Another answer to (1), suggested by some of your comments, could appeal to the possibility that agents are more dangerous when you can tweak a single simple parameter like “how much time they have to think” or “search depth” and thereby get better performance (this feels related to Eliezer’s worries about “turning up the intelligence dial” by “running it with larger bounds on the for-loops”). I agree that if you can just “turn up the intelligence dial,” that is quite a bit more worrying than if you can’t — but I think this is fairly orthogonal to the Joe-planning vs. Ben-planning distinction. For example, I think you can have Joe-planning agents where you can increase e.g. their search depth by tweaking a single parameter, and you can have Ben-planning agents where the parameters you’d need to tweak aren’t under your control (or the agent’s control), but rather are buried inside some tangled opaque neural network you don’t understand.

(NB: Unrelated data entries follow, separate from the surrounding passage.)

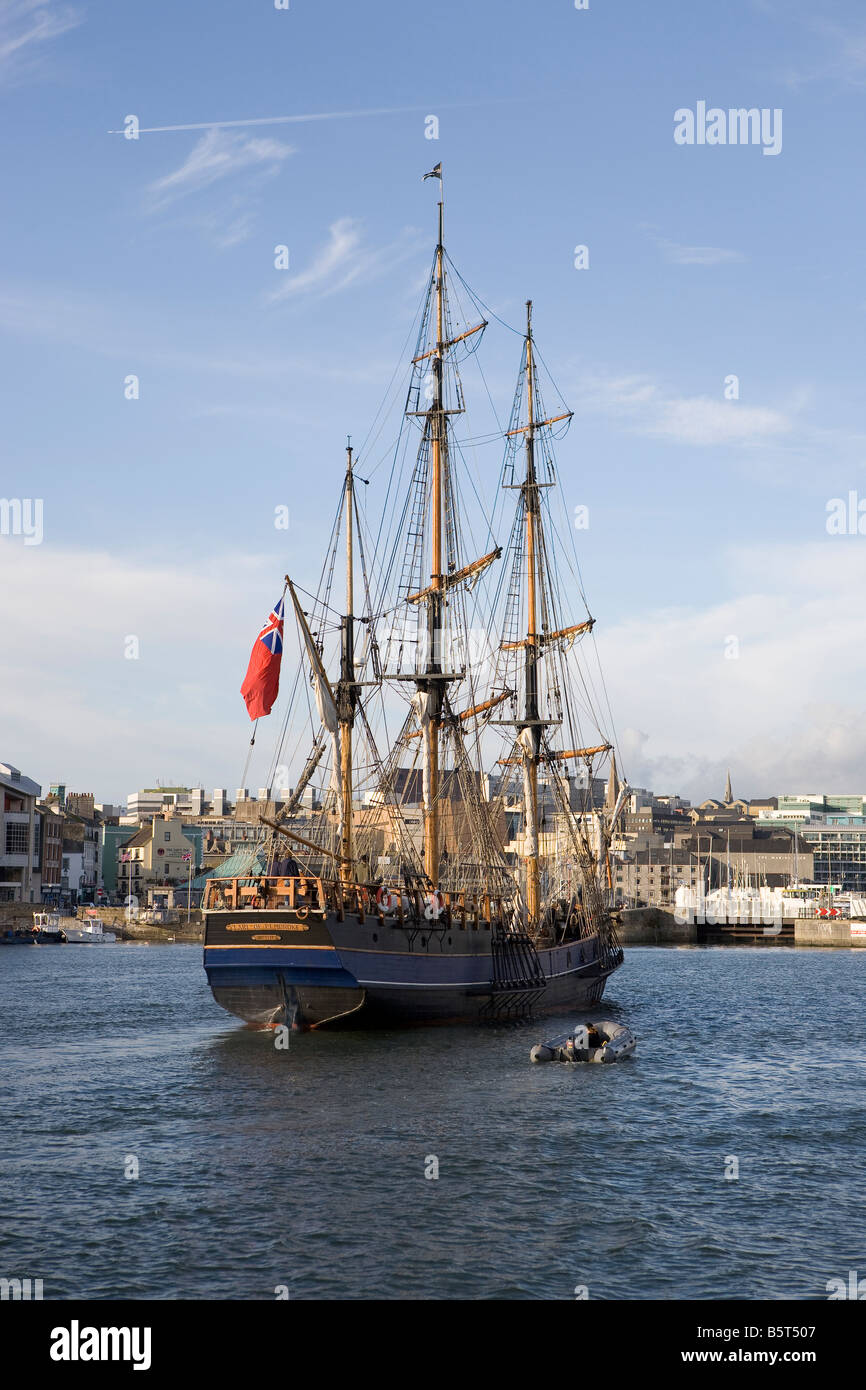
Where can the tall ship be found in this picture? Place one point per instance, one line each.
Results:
(456, 865)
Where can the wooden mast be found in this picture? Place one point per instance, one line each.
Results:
(435, 609)
(346, 692)
(531, 724)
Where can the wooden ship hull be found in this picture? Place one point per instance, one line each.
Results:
(330, 968)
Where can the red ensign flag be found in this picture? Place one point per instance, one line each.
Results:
(262, 681)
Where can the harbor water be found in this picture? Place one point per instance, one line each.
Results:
(154, 1148)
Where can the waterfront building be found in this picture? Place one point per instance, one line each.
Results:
(156, 854)
(50, 851)
(79, 862)
(159, 801)
(20, 877)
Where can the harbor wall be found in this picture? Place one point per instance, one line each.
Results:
(811, 931)
(654, 926)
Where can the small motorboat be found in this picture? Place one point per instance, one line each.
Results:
(46, 930)
(588, 1043)
(89, 930)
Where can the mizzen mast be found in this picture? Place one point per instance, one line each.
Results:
(346, 688)
(530, 734)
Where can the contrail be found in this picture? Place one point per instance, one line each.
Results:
(278, 120)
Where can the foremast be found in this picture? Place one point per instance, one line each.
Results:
(433, 687)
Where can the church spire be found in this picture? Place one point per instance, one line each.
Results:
(612, 791)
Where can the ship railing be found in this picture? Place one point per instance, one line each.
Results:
(264, 891)
(399, 905)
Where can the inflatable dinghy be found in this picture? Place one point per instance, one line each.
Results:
(588, 1043)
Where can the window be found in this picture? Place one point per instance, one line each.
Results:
(17, 838)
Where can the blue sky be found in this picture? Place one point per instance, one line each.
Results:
(156, 257)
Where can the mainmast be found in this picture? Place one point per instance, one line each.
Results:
(531, 729)
(346, 690)
(435, 608)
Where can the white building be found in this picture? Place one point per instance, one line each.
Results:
(20, 879)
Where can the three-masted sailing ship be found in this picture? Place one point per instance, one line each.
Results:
(458, 863)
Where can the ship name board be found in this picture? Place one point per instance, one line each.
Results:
(273, 926)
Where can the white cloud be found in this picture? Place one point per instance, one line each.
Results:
(705, 421)
(214, 157)
(788, 712)
(344, 260)
(699, 255)
(25, 25)
(694, 420)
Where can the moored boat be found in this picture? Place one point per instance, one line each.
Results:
(88, 930)
(588, 1043)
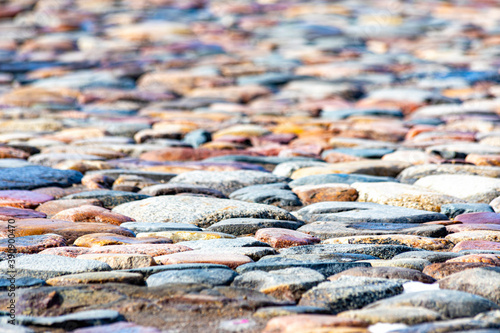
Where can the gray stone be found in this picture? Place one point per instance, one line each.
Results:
(350, 293)
(267, 195)
(245, 226)
(70, 321)
(326, 268)
(287, 284)
(431, 256)
(376, 250)
(159, 226)
(338, 178)
(450, 304)
(325, 230)
(44, 266)
(484, 282)
(109, 199)
(357, 212)
(223, 243)
(412, 174)
(210, 276)
(473, 189)
(31, 177)
(202, 212)
(226, 181)
(452, 210)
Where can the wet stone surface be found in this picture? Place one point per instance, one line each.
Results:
(254, 166)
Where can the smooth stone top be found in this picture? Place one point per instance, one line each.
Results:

The central reason I’m interested in Joe-planning, though, is that I think the instrumental convergence argument makes the most sense if Joe-planning is involved—e.g., if the agent is running simulations that allow it to notice and respond to incentives to seek power (there are versions of the argument that don’t appeal to Joe-planning, but I like these less—see discussion in footnote 87 here). It’s true that you can end up power-seeking-ish via non-Joe-planning paths (for example, if in training you developed sphex-ish heuristics that favor power-seeking-ish actions); but when I actually imagine AI systems that end up power-seeking, I imagine it happening because they noticed, in the course of modeling the world in order to achieve their goals, that power-seeking (even in ways humans wouldn’t like) would help.
Can this happen without Ben-planning? I think it can. Suppose, for example, that none of your previous Joe-planning models were power-seeking. Then, you train a new Joe-planner, who can run more sophisticated simulations. On some inputs, this Joe-planner realizes that power-seeking is advantageous, and goes for it (or starts deceiving you, or whatever).
Re: (2), for the reasons discussed in section 3.1, I tend to see Joe-planning as pretty key to lots of task-performance — though I acknowledge that my intuitions are surprised by how much it looks like you can do via something more intuitively “sphexish.” And I acknowledge that some of those arguments may apply less to Ben-planning. I do think this is some comfort, since agents that learn via planning are indeed scarier. But I am separately worried that ongoing learning will be very useful/incentivized, too.